Was bei Fliegenschutz an Fenstern geplant wird
Bei dieser Leistung geht es um textile oder metallische Gewebe, die in einem Rahmen oder Führungssystem vor bzw. in die Fensteröffnung eingesetzt werden. Entscheidend sind die lichten Masse, die Anschlagsituation, vorhandene Beschläge, Fenstergriffe sowie der Platz für die Befestigung. Je nach Konstruktion muss der Schutz abnehmbar, schwenkbar oder aufrollbar sein, damit das Fenster weiterhin bedient und gereinigt werden kann.
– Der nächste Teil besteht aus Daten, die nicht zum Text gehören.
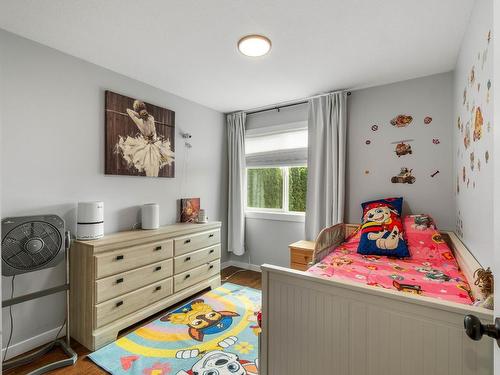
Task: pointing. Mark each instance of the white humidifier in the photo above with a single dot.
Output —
(90, 221)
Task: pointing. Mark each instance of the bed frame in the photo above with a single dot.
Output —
(327, 326)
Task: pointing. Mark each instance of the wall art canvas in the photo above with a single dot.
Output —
(140, 138)
(190, 208)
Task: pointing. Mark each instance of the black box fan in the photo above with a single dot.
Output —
(32, 243)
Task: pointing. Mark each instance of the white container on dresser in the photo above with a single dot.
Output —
(125, 277)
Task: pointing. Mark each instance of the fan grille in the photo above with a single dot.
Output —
(31, 245)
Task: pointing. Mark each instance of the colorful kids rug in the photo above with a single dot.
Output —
(215, 333)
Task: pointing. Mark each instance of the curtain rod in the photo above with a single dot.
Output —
(290, 103)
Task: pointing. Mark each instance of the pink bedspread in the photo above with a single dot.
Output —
(430, 271)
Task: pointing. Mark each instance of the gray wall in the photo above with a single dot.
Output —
(428, 96)
(267, 240)
(474, 208)
(53, 156)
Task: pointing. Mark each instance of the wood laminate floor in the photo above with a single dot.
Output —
(85, 366)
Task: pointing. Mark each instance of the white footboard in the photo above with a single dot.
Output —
(317, 326)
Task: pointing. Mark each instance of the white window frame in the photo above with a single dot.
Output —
(278, 214)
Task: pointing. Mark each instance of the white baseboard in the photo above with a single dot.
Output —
(33, 342)
(246, 266)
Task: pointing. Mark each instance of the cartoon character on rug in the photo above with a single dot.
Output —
(218, 362)
(381, 224)
(201, 319)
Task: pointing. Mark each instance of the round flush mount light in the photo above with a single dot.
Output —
(254, 45)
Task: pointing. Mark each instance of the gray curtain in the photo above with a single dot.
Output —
(326, 163)
(237, 183)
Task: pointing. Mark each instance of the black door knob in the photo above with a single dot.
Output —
(475, 329)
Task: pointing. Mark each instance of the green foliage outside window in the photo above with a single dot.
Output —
(265, 188)
(297, 189)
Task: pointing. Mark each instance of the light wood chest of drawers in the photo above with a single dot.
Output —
(125, 277)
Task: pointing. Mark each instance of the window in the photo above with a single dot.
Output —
(280, 189)
(276, 172)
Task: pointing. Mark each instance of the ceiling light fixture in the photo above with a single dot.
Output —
(254, 45)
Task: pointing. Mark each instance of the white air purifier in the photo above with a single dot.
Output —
(90, 221)
(150, 216)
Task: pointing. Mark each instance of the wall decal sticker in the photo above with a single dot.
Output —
(467, 135)
(404, 177)
(403, 147)
(485, 57)
(478, 124)
(402, 121)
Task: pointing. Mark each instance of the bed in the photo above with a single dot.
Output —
(328, 321)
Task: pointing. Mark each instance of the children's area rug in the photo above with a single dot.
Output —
(215, 334)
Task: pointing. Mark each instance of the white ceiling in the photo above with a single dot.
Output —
(188, 47)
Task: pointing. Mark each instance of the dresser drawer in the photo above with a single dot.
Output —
(114, 286)
(190, 260)
(196, 275)
(117, 261)
(183, 245)
(116, 308)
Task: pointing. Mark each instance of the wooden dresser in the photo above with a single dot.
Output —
(301, 254)
(125, 277)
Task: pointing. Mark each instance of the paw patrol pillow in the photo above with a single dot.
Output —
(382, 230)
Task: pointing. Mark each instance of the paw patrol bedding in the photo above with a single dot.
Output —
(381, 229)
(431, 269)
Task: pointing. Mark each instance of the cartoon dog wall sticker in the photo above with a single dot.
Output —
(201, 319)
(379, 222)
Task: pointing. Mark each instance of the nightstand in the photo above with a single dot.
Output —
(301, 253)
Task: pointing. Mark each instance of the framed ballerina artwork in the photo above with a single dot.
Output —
(140, 138)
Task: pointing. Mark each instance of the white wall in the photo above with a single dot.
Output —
(427, 96)
(53, 156)
(474, 209)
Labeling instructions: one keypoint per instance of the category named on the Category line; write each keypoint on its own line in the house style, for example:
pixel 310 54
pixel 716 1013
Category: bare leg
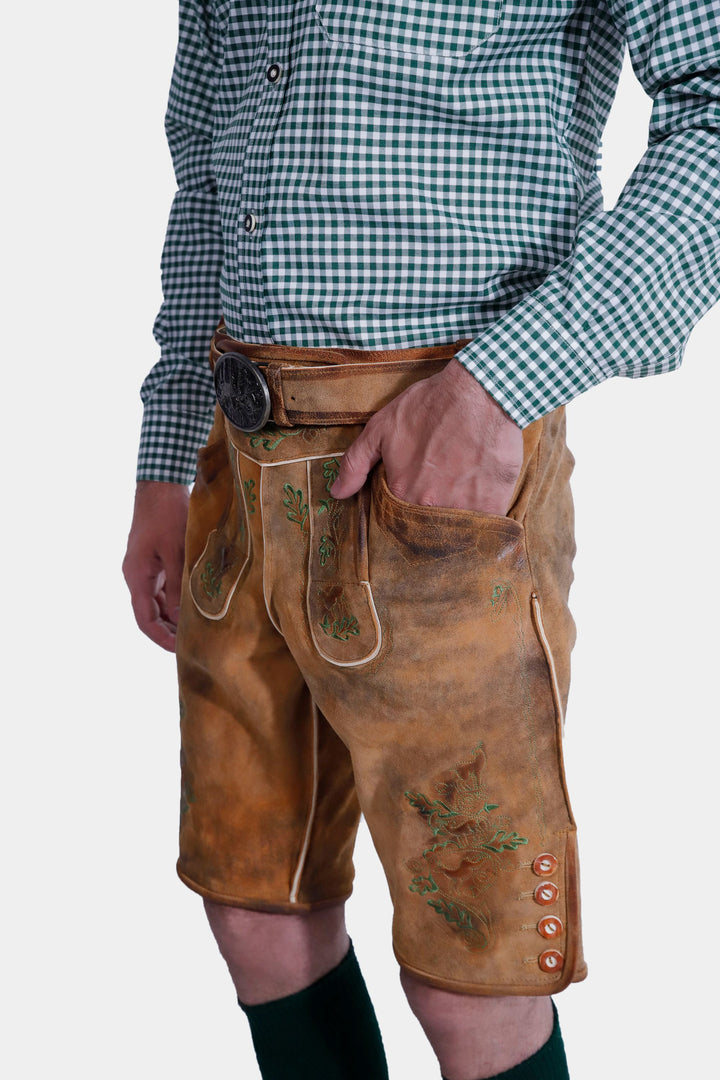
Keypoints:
pixel 476 1037
pixel 270 956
Typische Einbausituationen im Wohn- und Zweckbau
Häufig eingesetzt wird Fliegenschutz an Schlafzimmerfenstern, Küchenfenstern, Badfenstern sowie an Fenstern in Erdgeschosslagen. Auch bei Dachfenstern, Kellerfenstern oder Fenstern in der Nähe von Gewässern und Grünflächen besteht oft ein erhöhter Bedarf. Im Bestand steht meist die Nachrüstung im Vordergrund, während im Neubau Anschlüsse und Bedienung früh mit dem Fenstersystem abgestimmt werden können.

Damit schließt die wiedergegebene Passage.